Study of Sea-bed Colonies of Bryozoans Suggest Evidence for Trans-Antarctic Seaway

Within the framework of a study for the Census of Antarctic Marine Life (CAML), scientists from British Antarctic Survey (BAS) had a look at sea-bed colonies of bryozoans. Analyzing these colonies, which stretch from coastal to deep-sea regions around Antarctica, the team found similarities in different species of bryozoans separated by about 2,400 kilometers of the West Antarctic Ice Sheet. In their findings, published in the journal Global Change Biology, the team suggests that the species could have spread across the Ross and Weddell Seas only by means of a trans-Antarctic seaway, which has since turned into thick ice over time.

According to the team, this Antarctic seaway could have opened up during a recent interglacial period at a time when the global sea level reached about 5 meters above its current level. Because the larvae of these animals sink to the seabed and anchor themselves to it in their adult stage over a short period, the species are quite unlikely to have been moved around by ocean currents. Yet the striking resemblance between the two different species from the Weddell and Ross Seas suggests that colonization of both by the species is necessarily linked to a past trans-Antarctic seaway.
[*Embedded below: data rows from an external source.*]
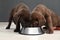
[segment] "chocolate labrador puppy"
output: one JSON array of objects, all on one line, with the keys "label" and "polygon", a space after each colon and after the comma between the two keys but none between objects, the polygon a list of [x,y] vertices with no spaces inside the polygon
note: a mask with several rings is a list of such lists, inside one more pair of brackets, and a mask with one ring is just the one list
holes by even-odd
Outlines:
[{"label": "chocolate labrador puppy", "polygon": [[49,34],[53,33],[52,27],[60,26],[60,16],[43,4],[38,4],[32,11],[32,26],[41,27],[45,25]]},{"label": "chocolate labrador puppy", "polygon": [[30,25],[30,11],[29,7],[24,4],[20,3],[15,8],[12,9],[10,18],[9,18],[9,24],[6,27],[6,29],[10,29],[10,25],[12,21],[16,24],[16,29],[14,32],[20,31],[20,23],[23,27]]}]

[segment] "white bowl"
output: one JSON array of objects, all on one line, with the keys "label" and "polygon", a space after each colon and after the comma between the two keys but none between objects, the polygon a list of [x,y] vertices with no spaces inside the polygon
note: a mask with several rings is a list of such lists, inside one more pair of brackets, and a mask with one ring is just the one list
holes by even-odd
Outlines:
[{"label": "white bowl", "polygon": [[43,34],[43,30],[40,27],[27,27],[21,29],[21,34],[31,34],[31,35],[37,35],[37,34]]}]

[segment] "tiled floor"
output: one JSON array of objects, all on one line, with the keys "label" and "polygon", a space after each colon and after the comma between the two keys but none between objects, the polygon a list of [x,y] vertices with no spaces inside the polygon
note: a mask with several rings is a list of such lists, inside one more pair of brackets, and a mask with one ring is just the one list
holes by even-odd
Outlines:
[{"label": "tiled floor", "polygon": [[11,29],[5,29],[8,22],[0,22],[0,40],[60,40],[60,31],[54,34],[43,35],[21,35],[13,32],[15,25],[12,23]]}]

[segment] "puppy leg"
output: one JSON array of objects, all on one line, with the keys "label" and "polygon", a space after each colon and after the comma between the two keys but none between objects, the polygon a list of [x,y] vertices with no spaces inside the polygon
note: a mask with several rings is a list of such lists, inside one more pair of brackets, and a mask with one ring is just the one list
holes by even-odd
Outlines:
[{"label": "puppy leg", "polygon": [[52,20],[51,20],[51,17],[50,16],[48,16],[48,17],[46,17],[46,27],[48,28],[47,29],[47,32],[49,33],[49,34],[52,34],[53,33],[53,25],[52,25]]},{"label": "puppy leg", "polygon": [[9,24],[6,27],[6,29],[10,29],[11,23],[12,23],[12,16],[10,16],[10,18],[9,18]]},{"label": "puppy leg", "polygon": [[12,9],[12,11],[11,11],[11,14],[10,14],[10,17],[9,17],[9,24],[6,27],[6,29],[10,29],[10,25],[11,25],[12,20],[13,20],[13,12],[14,12],[14,9]]}]

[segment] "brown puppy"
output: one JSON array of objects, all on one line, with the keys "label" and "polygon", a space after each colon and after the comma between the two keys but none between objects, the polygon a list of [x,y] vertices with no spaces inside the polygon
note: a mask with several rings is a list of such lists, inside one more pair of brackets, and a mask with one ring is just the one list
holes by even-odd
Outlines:
[{"label": "brown puppy", "polygon": [[6,27],[6,29],[10,29],[11,22],[13,21],[16,24],[16,29],[14,32],[20,31],[20,23],[23,27],[29,26],[29,19],[30,18],[30,12],[29,8],[26,4],[20,3],[15,8],[12,9],[10,18],[9,18],[9,24]]},{"label": "brown puppy", "polygon": [[38,4],[32,11],[32,26],[45,25],[48,33],[53,33],[53,28],[60,26],[60,17],[43,4]]}]

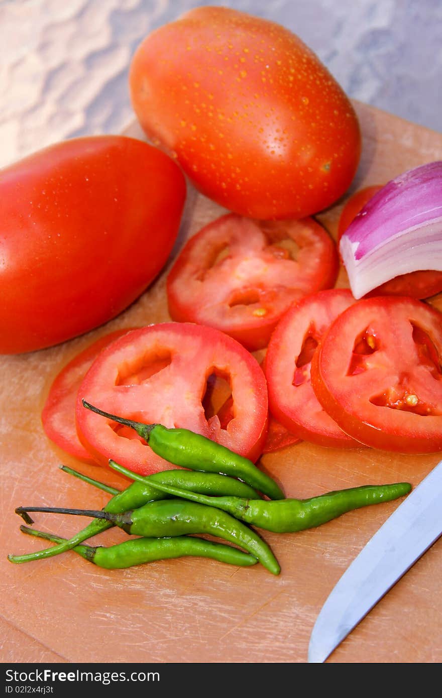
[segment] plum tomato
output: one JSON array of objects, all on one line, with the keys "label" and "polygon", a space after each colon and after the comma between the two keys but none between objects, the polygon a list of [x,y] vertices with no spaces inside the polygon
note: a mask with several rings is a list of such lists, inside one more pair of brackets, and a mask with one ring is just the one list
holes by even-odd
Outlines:
[{"label": "plum tomato", "polygon": [[[223,427],[203,404],[214,374],[232,395],[232,419]],[[142,475],[170,468],[133,430],[84,408],[83,398],[112,414],[190,429],[251,460],[265,441],[263,371],[238,342],[211,327],[165,322],[133,330],[100,353],[78,390],[78,436],[97,463],[112,458]]]},{"label": "plum tomato", "polygon": [[440,451],[442,313],[400,296],[358,301],[323,337],[311,383],[341,429],[366,445]]},{"label": "plum tomato", "polygon": [[129,77],[146,133],[230,211],[304,218],[353,178],[360,133],[349,100],[317,56],[274,22],[195,8],[145,39]]},{"label": "plum tomato", "polygon": [[346,289],[321,291],[302,299],[277,325],[265,356],[271,414],[299,438],[321,446],[361,445],[324,411],[310,382],[311,359],[322,336],[354,302]]},{"label": "plum tomato", "polygon": [[217,218],[184,246],[167,280],[173,320],[216,327],[249,350],[267,346],[293,300],[334,285],[334,242],[311,218]]},{"label": "plum tomato", "polygon": [[178,166],[124,136],[75,138],[0,172],[0,353],[108,322],[162,269],[179,225]]},{"label": "plum tomato", "polygon": [[84,376],[105,346],[129,329],[116,329],[100,337],[64,366],[54,379],[41,413],[43,430],[48,438],[74,458],[95,463],[80,443],[75,425],[77,393]]},{"label": "plum tomato", "polygon": [[[338,246],[339,240],[353,218],[362,211],[365,204],[382,189],[381,184],[374,184],[357,191],[344,206],[338,225]],[[412,298],[429,298],[442,291],[442,272],[425,270],[402,274],[374,288],[367,297],[371,296],[411,296]]]}]

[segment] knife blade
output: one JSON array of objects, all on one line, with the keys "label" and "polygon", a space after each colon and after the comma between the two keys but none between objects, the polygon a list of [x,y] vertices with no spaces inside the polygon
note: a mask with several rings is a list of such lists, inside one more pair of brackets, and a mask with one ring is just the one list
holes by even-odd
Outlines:
[{"label": "knife blade", "polygon": [[323,662],[442,534],[442,461],[371,538],[316,619],[309,662]]}]

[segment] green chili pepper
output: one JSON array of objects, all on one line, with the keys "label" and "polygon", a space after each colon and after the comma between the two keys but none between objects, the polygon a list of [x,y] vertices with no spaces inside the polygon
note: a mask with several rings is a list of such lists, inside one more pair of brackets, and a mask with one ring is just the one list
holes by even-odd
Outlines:
[{"label": "green chili pepper", "polygon": [[[246,501],[251,502],[253,500]],[[165,499],[149,502],[138,509],[122,514],[86,509],[62,509],[58,507],[19,507],[15,511],[24,516],[27,515],[27,512],[47,512],[94,517],[103,519],[106,522],[117,526],[131,535],[141,535],[148,538],[168,538],[186,534],[209,533],[246,550],[273,574],[279,574],[281,572],[279,565],[270,548],[255,531],[226,512],[220,511],[214,507],[207,507],[204,504],[184,502],[181,499]],[[10,556],[8,558],[11,560]],[[11,561],[22,560],[15,557]]]},{"label": "green chili pepper", "polygon": [[[66,540],[58,535],[36,530],[35,528],[28,528],[24,526],[20,526],[20,530],[55,543],[62,543]],[[213,560],[239,567],[250,567],[258,562],[256,558],[238,550],[237,548],[189,535],[177,538],[135,538],[109,547],[77,545],[73,549],[85,560],[106,570],[123,570],[156,560],[191,556],[212,558]]]},{"label": "green chili pepper", "polygon": [[[66,470],[66,467],[64,469]],[[223,495],[230,493],[235,496],[248,496],[251,499],[258,497],[256,492],[244,482],[219,473],[193,473],[189,470],[174,470],[155,473],[147,477],[143,477],[142,475],[135,476],[135,473],[128,470],[126,474],[128,474],[130,477],[137,477],[137,480],[132,482],[121,492],[118,492],[116,490],[117,493],[104,507],[105,512],[121,514],[129,510],[138,509],[138,507],[142,506],[147,502],[166,498],[168,496],[167,494],[161,492],[158,489],[154,489],[152,484],[149,484],[149,482],[154,480],[156,482],[163,482],[184,489],[189,487],[193,491],[205,494]],[[85,477],[82,477],[82,479],[85,479]],[[97,486],[101,484],[101,483],[98,483],[97,480],[94,482],[91,480],[91,478],[87,478],[87,482],[96,484]],[[30,518],[27,518],[26,512],[23,512],[22,515],[27,524],[34,523]],[[52,548],[47,548],[45,550],[39,550],[25,555],[9,555],[8,560],[13,563],[19,563],[52,558],[66,552],[68,550],[71,550],[75,545],[87,538],[97,535],[101,531],[112,528],[112,524],[110,521],[97,519],[91,521],[85,528],[65,542],[60,543]]]},{"label": "green chili pepper", "polygon": [[[121,473],[126,470],[117,463],[112,467]],[[159,483],[155,483],[154,487],[157,487],[162,492],[216,507],[247,524],[276,533],[291,533],[313,528],[354,509],[397,499],[408,494],[411,489],[408,482],[364,485],[328,492],[310,499],[281,499],[269,502],[252,501],[239,497],[207,497]]]},{"label": "green chili pepper", "polygon": [[205,436],[189,429],[168,429],[162,424],[144,424],[103,412],[85,400],[82,402],[84,407],[97,415],[132,427],[146,443],[149,443],[152,451],[175,466],[191,470],[223,473],[239,477],[271,499],[283,498],[283,492],[279,485],[260,470],[254,463]]}]

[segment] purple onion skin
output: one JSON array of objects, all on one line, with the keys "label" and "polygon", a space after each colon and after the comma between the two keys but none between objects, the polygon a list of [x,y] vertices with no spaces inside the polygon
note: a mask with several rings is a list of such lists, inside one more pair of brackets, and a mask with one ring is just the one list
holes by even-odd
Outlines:
[{"label": "purple onion skin", "polygon": [[342,236],[359,242],[359,260],[394,235],[442,216],[442,161],[392,179],[370,199]]}]

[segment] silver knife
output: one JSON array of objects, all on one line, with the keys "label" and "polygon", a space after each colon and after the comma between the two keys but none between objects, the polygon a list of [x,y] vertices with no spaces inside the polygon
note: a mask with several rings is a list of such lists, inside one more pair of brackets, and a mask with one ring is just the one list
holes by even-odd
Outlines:
[{"label": "silver knife", "polygon": [[344,573],[311,632],[322,662],[442,534],[442,461],[374,534]]}]

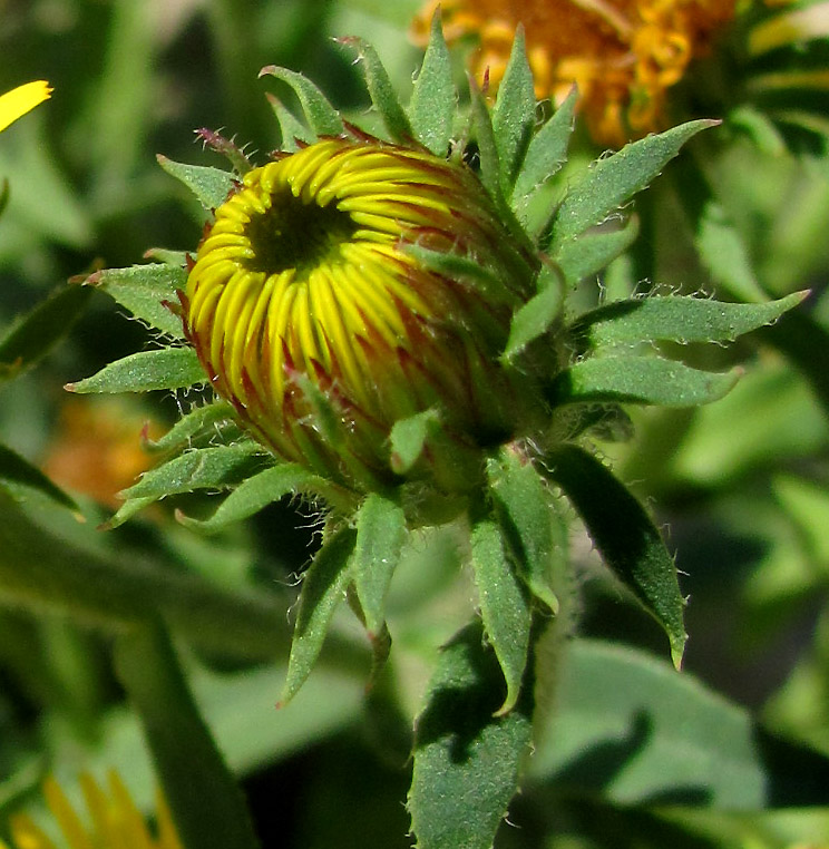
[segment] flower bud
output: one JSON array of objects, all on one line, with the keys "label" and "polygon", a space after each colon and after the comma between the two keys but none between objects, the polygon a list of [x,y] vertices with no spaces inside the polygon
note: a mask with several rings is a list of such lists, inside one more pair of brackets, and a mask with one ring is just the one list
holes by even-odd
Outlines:
[{"label": "flower bud", "polygon": [[391,428],[433,409],[441,438],[407,475],[465,489],[480,449],[528,414],[498,361],[535,271],[516,243],[466,166],[320,140],[248,172],[216,209],[185,331],[216,392],[276,455],[352,488],[393,485]]}]

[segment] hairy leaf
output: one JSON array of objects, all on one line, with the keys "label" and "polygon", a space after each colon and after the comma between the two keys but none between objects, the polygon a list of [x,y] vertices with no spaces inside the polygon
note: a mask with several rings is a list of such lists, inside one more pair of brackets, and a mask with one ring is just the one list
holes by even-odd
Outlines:
[{"label": "hairy leaf", "polygon": [[91,378],[67,383],[69,392],[148,392],[204,383],[207,375],[192,348],[139,351],[105,365]]},{"label": "hairy leaf", "polygon": [[548,397],[555,404],[696,407],[722,398],[739,377],[738,371],[700,371],[660,357],[593,357],[556,375]]},{"label": "hairy leaf", "polygon": [[524,700],[494,715],[503,695],[498,661],[472,623],[443,647],[414,726],[409,812],[418,849],[491,848],[531,731]]},{"label": "hairy leaf", "polygon": [[553,449],[544,468],[573,502],[604,562],[665,630],[679,669],[686,640],[685,603],[673,558],[645,509],[602,462],[577,446]]}]

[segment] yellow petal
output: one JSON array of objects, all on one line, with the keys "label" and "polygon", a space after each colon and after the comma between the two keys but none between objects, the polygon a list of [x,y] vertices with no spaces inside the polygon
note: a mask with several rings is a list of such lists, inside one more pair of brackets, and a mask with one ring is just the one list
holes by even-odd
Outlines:
[{"label": "yellow petal", "polygon": [[27,82],[23,86],[12,88],[0,97],[0,130],[16,121],[21,115],[26,115],[38,104],[42,104],[51,95],[51,88],[45,79],[37,82]]}]

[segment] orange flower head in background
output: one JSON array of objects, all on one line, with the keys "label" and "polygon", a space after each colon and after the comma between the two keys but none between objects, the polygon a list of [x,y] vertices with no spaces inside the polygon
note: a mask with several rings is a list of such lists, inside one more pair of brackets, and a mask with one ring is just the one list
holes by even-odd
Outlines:
[{"label": "orange flower head in background", "polygon": [[735,0],[431,0],[412,33],[426,43],[440,6],[450,43],[477,37],[472,72],[497,88],[516,27],[526,31],[536,96],[560,103],[575,82],[593,138],[621,147],[664,129],[667,90],[705,55]]}]

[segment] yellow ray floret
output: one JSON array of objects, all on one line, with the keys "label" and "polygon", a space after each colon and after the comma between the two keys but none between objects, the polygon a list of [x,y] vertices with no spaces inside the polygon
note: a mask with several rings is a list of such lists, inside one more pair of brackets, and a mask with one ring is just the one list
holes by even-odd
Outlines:
[{"label": "yellow ray floret", "polygon": [[46,80],[27,82],[0,96],[0,130],[51,97],[52,89]]}]

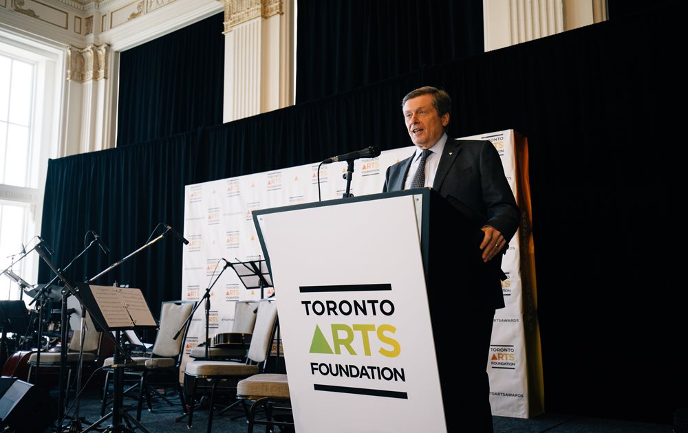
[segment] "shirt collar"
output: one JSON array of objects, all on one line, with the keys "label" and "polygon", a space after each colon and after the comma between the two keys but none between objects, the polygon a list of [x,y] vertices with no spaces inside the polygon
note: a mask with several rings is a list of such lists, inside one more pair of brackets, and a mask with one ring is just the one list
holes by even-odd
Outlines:
[{"label": "shirt collar", "polygon": [[[442,155],[442,151],[444,150],[444,144],[447,143],[447,133],[442,135],[440,140],[437,140],[432,147],[429,148],[429,151],[433,153],[436,153],[437,155]],[[420,154],[423,153],[422,149],[419,147],[416,148],[416,155],[413,156],[413,160],[416,161],[420,157]]]}]

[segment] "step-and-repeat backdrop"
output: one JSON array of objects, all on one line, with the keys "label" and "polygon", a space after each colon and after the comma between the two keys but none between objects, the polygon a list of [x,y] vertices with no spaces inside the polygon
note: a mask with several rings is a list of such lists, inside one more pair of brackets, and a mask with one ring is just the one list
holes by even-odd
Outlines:
[{"label": "step-and-repeat backdrop", "polygon": [[[486,363],[493,414],[527,418],[544,410],[527,143],[513,130],[462,138],[493,143],[502,157],[505,175],[522,211],[521,227],[502,261],[508,277],[502,282],[506,307],[497,310],[495,316]],[[350,192],[361,196],[382,192],[387,168],[408,157],[414,150],[409,146],[383,152],[376,158],[357,159]],[[181,299],[200,301],[211,287],[207,324],[211,341],[216,333],[232,331],[237,301],[257,300],[261,296],[259,289],[247,289],[223,260],[236,263],[263,258],[252,212],[341,199],[346,192],[343,175],[347,166],[344,162],[316,163],[186,186],[184,236],[189,243],[184,249]],[[335,236],[323,241],[338,243],[343,239]],[[266,288],[262,296],[269,296],[272,290]],[[205,305],[202,304],[186,337],[184,364],[191,348],[204,340],[205,318]]]}]

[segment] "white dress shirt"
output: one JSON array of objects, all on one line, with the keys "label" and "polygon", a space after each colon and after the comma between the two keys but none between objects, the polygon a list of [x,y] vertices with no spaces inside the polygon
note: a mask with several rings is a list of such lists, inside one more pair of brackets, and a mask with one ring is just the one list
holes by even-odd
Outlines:
[{"label": "white dress shirt", "polygon": [[[425,159],[425,184],[423,186],[432,186],[433,182],[435,181],[437,166],[440,164],[440,157],[442,157],[442,151],[444,150],[444,143],[447,142],[447,134],[442,134],[442,137],[430,148],[431,153]],[[405,190],[411,189],[411,182],[413,181],[413,176],[418,168],[420,154],[422,153],[423,151],[420,148],[416,148],[413,160],[411,162],[411,168],[409,168],[409,173],[406,175],[406,180],[404,181]]]}]

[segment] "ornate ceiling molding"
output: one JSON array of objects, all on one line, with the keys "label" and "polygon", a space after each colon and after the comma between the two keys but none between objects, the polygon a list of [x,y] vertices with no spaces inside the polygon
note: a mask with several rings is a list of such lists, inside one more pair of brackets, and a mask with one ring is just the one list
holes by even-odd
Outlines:
[{"label": "ornate ceiling molding", "polygon": [[219,0],[224,5],[224,33],[259,16],[283,14],[283,0]]},{"label": "ornate ceiling molding", "polygon": [[69,45],[67,52],[67,79],[76,82],[103,80],[107,78],[107,43],[89,44],[85,48]]}]

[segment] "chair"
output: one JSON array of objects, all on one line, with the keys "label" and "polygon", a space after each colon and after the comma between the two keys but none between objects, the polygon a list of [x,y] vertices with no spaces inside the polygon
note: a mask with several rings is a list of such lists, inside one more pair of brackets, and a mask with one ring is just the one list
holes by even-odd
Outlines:
[{"label": "chair", "polygon": [[[249,376],[262,373],[264,364],[268,359],[270,342],[275,332],[275,325],[277,316],[277,306],[274,300],[264,299],[258,304],[258,313],[256,316],[255,326],[251,338],[248,354],[245,362],[235,361],[191,361],[186,364],[184,370],[184,384],[187,388],[191,388],[191,402],[196,398],[199,389],[199,381],[203,381],[206,386],[211,389],[209,401],[209,413],[208,414],[208,433],[212,430],[213,414],[215,409],[215,397],[221,382],[228,384],[226,389],[231,391],[232,397],[236,396],[236,381]],[[263,365],[261,365],[261,363]],[[187,394],[189,391],[187,390]],[[244,400],[237,400],[229,406],[226,410],[235,404],[241,402],[244,412],[248,416],[248,409]],[[193,420],[193,405],[191,405],[189,412],[189,422],[187,427],[191,428]]]},{"label": "chair", "polygon": [[239,301],[234,309],[234,324],[231,332],[218,329],[213,339],[213,344],[208,348],[206,357],[205,345],[193,348],[189,356],[194,359],[224,359],[245,361],[251,334],[256,322],[257,301]]},{"label": "chair", "polygon": [[[276,325],[279,329],[279,325]],[[277,356],[279,355],[280,339],[277,341]],[[291,399],[289,394],[289,383],[286,373],[261,373],[242,379],[237,384],[237,398],[252,402],[246,415],[248,419],[248,433],[253,433],[256,424],[266,425],[272,429],[275,425],[280,428],[291,427],[293,421],[287,419],[278,421],[275,417],[278,413],[292,415]],[[256,419],[258,410],[262,408],[265,412],[265,419]]]},{"label": "chair", "polygon": [[[80,355],[83,355],[81,358],[81,366],[82,368],[84,368],[94,366],[98,362],[100,355],[102,333],[96,331],[91,315],[87,313],[86,313],[85,318],[85,328],[83,353],[80,350],[81,330],[74,329],[72,331],[72,338],[69,340],[69,348],[66,354],[67,389],[71,389],[72,372],[72,370],[78,367]],[[54,371],[56,368],[59,368],[61,365],[61,352],[41,352],[40,364],[37,364],[38,354],[36,353],[32,353],[28,360],[29,373],[27,377],[29,381],[31,381],[32,379],[32,370],[34,367],[38,366],[39,368],[39,371],[41,372],[41,373],[39,373],[39,375],[44,371],[44,368],[50,368],[50,371]]]},{"label": "chair", "polygon": [[[186,409],[184,392],[180,384],[180,366],[182,364],[182,357],[184,354],[184,342],[186,338],[186,331],[189,329],[188,323],[184,326],[184,329],[182,329],[182,332],[176,340],[174,339],[174,336],[182,329],[182,325],[184,325],[186,319],[189,318],[189,315],[193,309],[194,304],[194,301],[189,300],[162,302],[160,308],[160,326],[150,355],[132,357],[132,360],[136,363],[135,365],[125,368],[125,377],[134,377],[138,379],[137,421],[141,421],[141,410],[144,397],[146,398],[148,410],[153,410],[151,398],[151,388],[155,395],[162,397],[170,406],[173,406],[171,401],[153,387],[173,388],[179,393],[182,409],[184,410]],[[107,358],[103,362],[106,373],[100,407],[101,416],[105,412],[107,395],[111,381],[110,375],[114,371],[111,367],[108,367],[108,366],[111,366],[113,362],[113,357]],[[125,392],[131,391],[131,388],[126,390]]]}]

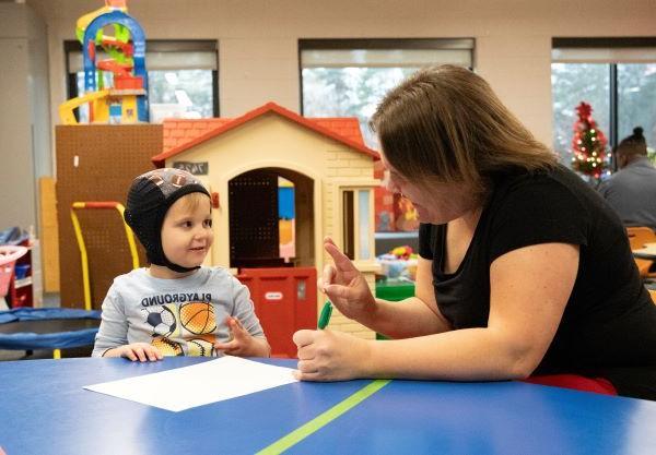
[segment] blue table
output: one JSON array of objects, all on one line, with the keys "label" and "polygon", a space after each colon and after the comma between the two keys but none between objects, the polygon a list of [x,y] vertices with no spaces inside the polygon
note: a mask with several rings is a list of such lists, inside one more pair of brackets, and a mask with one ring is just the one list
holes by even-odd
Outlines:
[{"label": "blue table", "polygon": [[[181,412],[82,390],[200,361],[0,362],[0,446],[7,455],[253,454],[370,383],[295,383]],[[285,453],[655,454],[656,403],[516,382],[393,381]]]}]

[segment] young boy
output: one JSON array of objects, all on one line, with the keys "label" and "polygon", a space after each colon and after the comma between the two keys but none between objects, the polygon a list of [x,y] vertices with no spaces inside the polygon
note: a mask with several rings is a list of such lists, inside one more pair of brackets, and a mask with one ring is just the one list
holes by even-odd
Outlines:
[{"label": "young boy", "polygon": [[213,241],[211,212],[210,193],[189,172],[156,169],[134,179],[125,218],[150,267],[114,280],[93,357],[269,357],[248,288],[223,268],[201,267]]}]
However, outside the field of biology, the evidence the team found might prove crucial in the studies on the stability of the West Antarctic Ice Sheet (WAIS). These studies are, in turn, crucial in determining the rate of sea level rise in the coming centuries. While a complete future collapse of the WAIS could raise the sea level worldwide by up to 5 m, the lead author of the paper, Dr David Barnes of the British Antarctic Survey, said that the research “[…] provides compelling evidence that a seaway stretching across West Antarctica could have opened up only if the ice sheet had collapsed in the past.”